In the midst of all thats happening, taking 10 days off on the winter solstice to do nothing but simply live/live simply. My plan to completely embody the Winter-Yin energy feels liberating, natural and wicked scary. But courage! courage! That’s much louder for me than fear.
Winter as I study and know it to be is a time where the the qi (energy) is predominantly Yin. Trees & plant life are always a good example when it comes to describing qi in nature. We see that the trees and plants have for the most part lost their leaves, flowers and overall flair. Their life has pulled inside and is stored in the trunk and roots for the winter. This is Yin. People, ideally, would be reflecting the same qualities as nature during this season – by pulling inward, sleeping when its dark, holding onto our reserves. Winter is about survival and storage.
Right now, I feel that my survival mode is ON. In the midst of “the holiday season”, an unconventional graduate school program that doesn’t have breaks – AKA never-ending assignments/studying, working 4-5 days at a hoppin’ tea bar , keeping my physical health in somewhat check and all the other balancing acts one can imagine that comes with the life of a highly distractable twenty something year old living in a freekin’ awesome city. The word that keeps coming to mind for me is: overwhelmed.
Modern life and society puts a new spin on what “survival” in winter used to mean. At least for most privileged Americans, generally, we don’t have to worry about running out of food, heat and proper shelter. Now it’s about not losing your mind in the midst of a 30 point to-do list, when your body just wants to cuddle up with some blankets and chill out when it gets dark at 4:30 in the afternoon.

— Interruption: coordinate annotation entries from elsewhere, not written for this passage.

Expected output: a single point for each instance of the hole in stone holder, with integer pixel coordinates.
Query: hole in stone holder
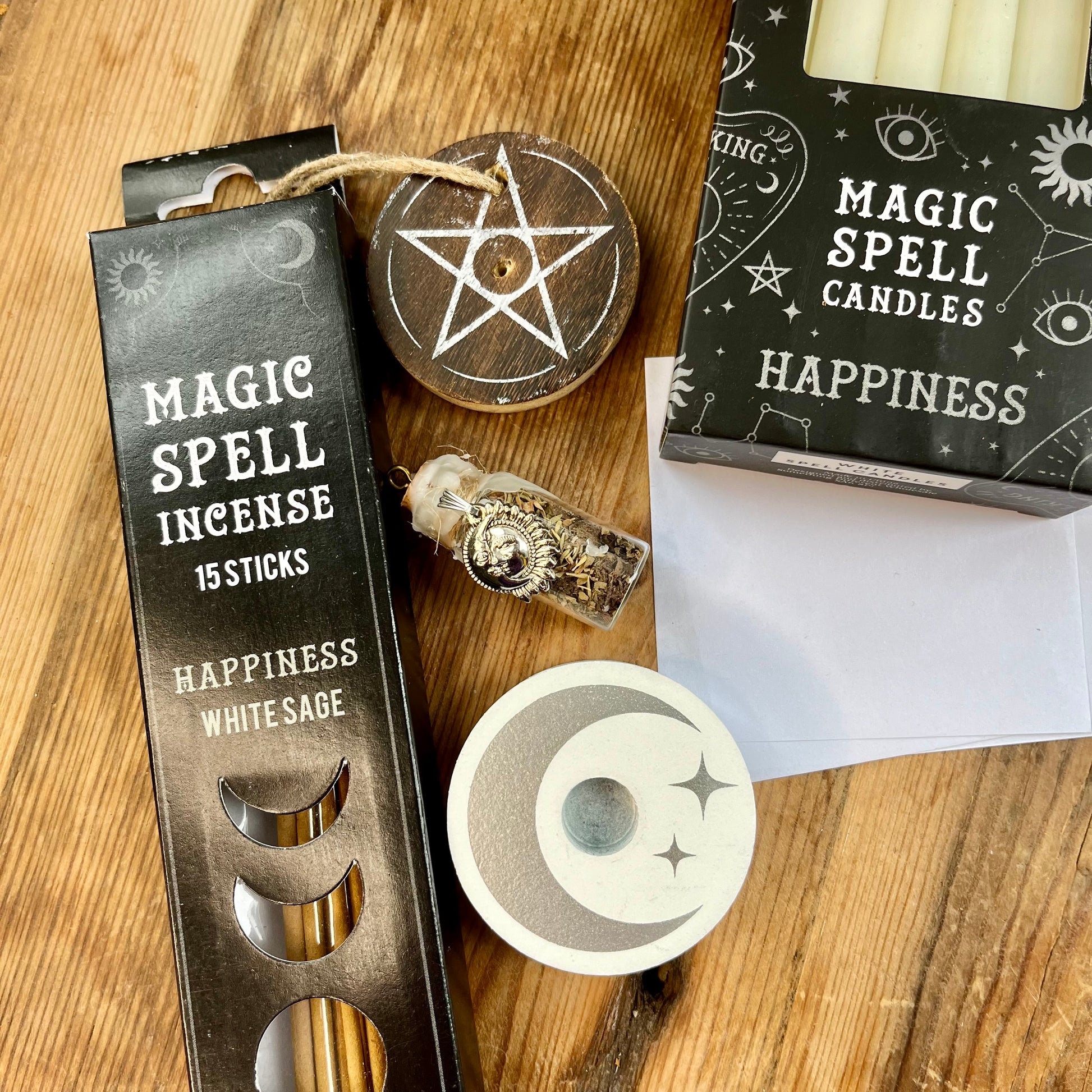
(297, 933)
(600, 816)
(320, 1044)
(291, 828)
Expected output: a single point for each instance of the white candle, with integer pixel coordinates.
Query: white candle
(980, 47)
(1050, 54)
(915, 42)
(846, 42)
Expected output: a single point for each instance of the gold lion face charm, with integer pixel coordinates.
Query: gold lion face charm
(505, 549)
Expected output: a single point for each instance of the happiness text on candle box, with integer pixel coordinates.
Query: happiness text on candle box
(891, 278)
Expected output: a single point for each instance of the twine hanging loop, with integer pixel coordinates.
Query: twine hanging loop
(314, 175)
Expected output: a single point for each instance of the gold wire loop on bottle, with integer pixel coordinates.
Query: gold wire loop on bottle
(399, 478)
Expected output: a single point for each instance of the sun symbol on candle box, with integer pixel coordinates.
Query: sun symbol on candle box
(135, 277)
(1066, 162)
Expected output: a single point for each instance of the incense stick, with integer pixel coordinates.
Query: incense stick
(915, 42)
(1050, 53)
(295, 949)
(980, 48)
(336, 1049)
(846, 43)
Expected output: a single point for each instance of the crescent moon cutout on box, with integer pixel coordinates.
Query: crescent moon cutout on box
(558, 900)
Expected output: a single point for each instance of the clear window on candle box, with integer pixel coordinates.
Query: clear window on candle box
(1030, 52)
(890, 278)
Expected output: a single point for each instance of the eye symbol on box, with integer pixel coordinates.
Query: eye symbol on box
(1066, 322)
(908, 136)
(737, 58)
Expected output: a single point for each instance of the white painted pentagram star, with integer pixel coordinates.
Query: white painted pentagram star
(502, 303)
(767, 276)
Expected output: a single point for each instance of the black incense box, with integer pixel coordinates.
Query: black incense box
(888, 285)
(273, 630)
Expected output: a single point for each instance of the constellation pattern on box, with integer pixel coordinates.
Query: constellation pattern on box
(805, 423)
(1057, 459)
(710, 399)
(1050, 233)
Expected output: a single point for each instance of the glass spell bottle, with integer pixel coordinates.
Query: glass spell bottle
(516, 539)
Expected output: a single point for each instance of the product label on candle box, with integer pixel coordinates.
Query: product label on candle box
(869, 470)
(891, 276)
(264, 609)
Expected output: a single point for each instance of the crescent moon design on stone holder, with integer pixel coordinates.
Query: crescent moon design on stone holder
(512, 769)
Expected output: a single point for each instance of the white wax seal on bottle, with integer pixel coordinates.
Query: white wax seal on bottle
(601, 818)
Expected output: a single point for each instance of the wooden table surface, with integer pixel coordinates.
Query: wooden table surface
(920, 924)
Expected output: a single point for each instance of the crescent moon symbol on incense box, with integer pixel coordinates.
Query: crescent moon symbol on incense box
(570, 909)
(306, 237)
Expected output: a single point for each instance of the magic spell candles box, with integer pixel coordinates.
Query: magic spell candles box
(316, 937)
(890, 284)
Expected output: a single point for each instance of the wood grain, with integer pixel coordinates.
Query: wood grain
(922, 924)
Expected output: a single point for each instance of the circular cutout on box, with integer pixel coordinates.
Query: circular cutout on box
(601, 818)
(505, 303)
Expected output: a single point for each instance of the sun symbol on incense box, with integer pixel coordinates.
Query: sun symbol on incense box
(135, 277)
(1067, 162)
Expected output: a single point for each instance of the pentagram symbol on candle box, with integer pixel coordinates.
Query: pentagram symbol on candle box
(757, 164)
(505, 303)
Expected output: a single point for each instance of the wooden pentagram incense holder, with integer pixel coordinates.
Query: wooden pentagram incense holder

Last Spring, when I was in ultra plan mode, I decided that it was time for me to experience a Vapassana meditation course- so I registered far in advance. My chosen dates for doing the 10 day retreat; December 21st, 2011 – January 1st, 2012 in Onalaska, Washington. As far as I know based on their website and talking to those who have been; this is a ten day long experience of meditation and complete silence on the students part. No technology, no books, no pens- nothing. The philosophy is quite simple; “Vipassana, which means to see things as they really are, is one of India’s most ancient techniques of meditation. It was taught in India more than 2500 years ago as a universal remedy for universal ills, an Art of Living.”
Meditation has been in my life for some odd years now but in no way have I been consistent or self-motivated about it. Many studies and people have shown the positive effects that a meditation practice does for literally re-wiring the brain neurology and benefiting ones overall well-being. My last attempt at meditating on my own was going so well, until I heard the buzzer go off signaling my 25 minutes were up- and found myself standing in front of the mirror brushing my teeth. Must have forgotten I was meditating. The most transcendent of meditative experiences have been with the guidance of people more experienced in meditation.
It is my hope and intention that after going through the Vapassana course I will have the tools to meditate much, much more on my own in 2012. Observing my mind, thought patterns and body so to understand my whole self even more fully is going to be really interesting during this course.
This will be the first Christmas of my life not spent with my family in Connecticut. The first New Years not spent partying or watching the ball drop in some celebratory and nostalgic manor. It blows my mind a little to think that I’ve been talking/communicating with my outside world since birth. I will be silent and hopefully in a meditative state for the longest amount of time since my womb days.
Gratefully my family (and friends for that matter) is supportive, interested and understanding of my choice for this holiday season. They know that flying across country for Christmas this year would be an extra energy drain for me. As my life responsibilities are getting more serious, I trust this instinct to buckle up and treat my western doctor diagnosed A.D.D. and self diagnosed responsibility anxiety with the most natural possible alternative – meditation.
I’ve been looking forward to this year. All that’s going on, bad and good, feels deeply right. 2012, is a Time for Change. (www.2012timeforchange.com). Thank You so much 2011 and all those in my life for a time that was so very full, juicy and fruitful.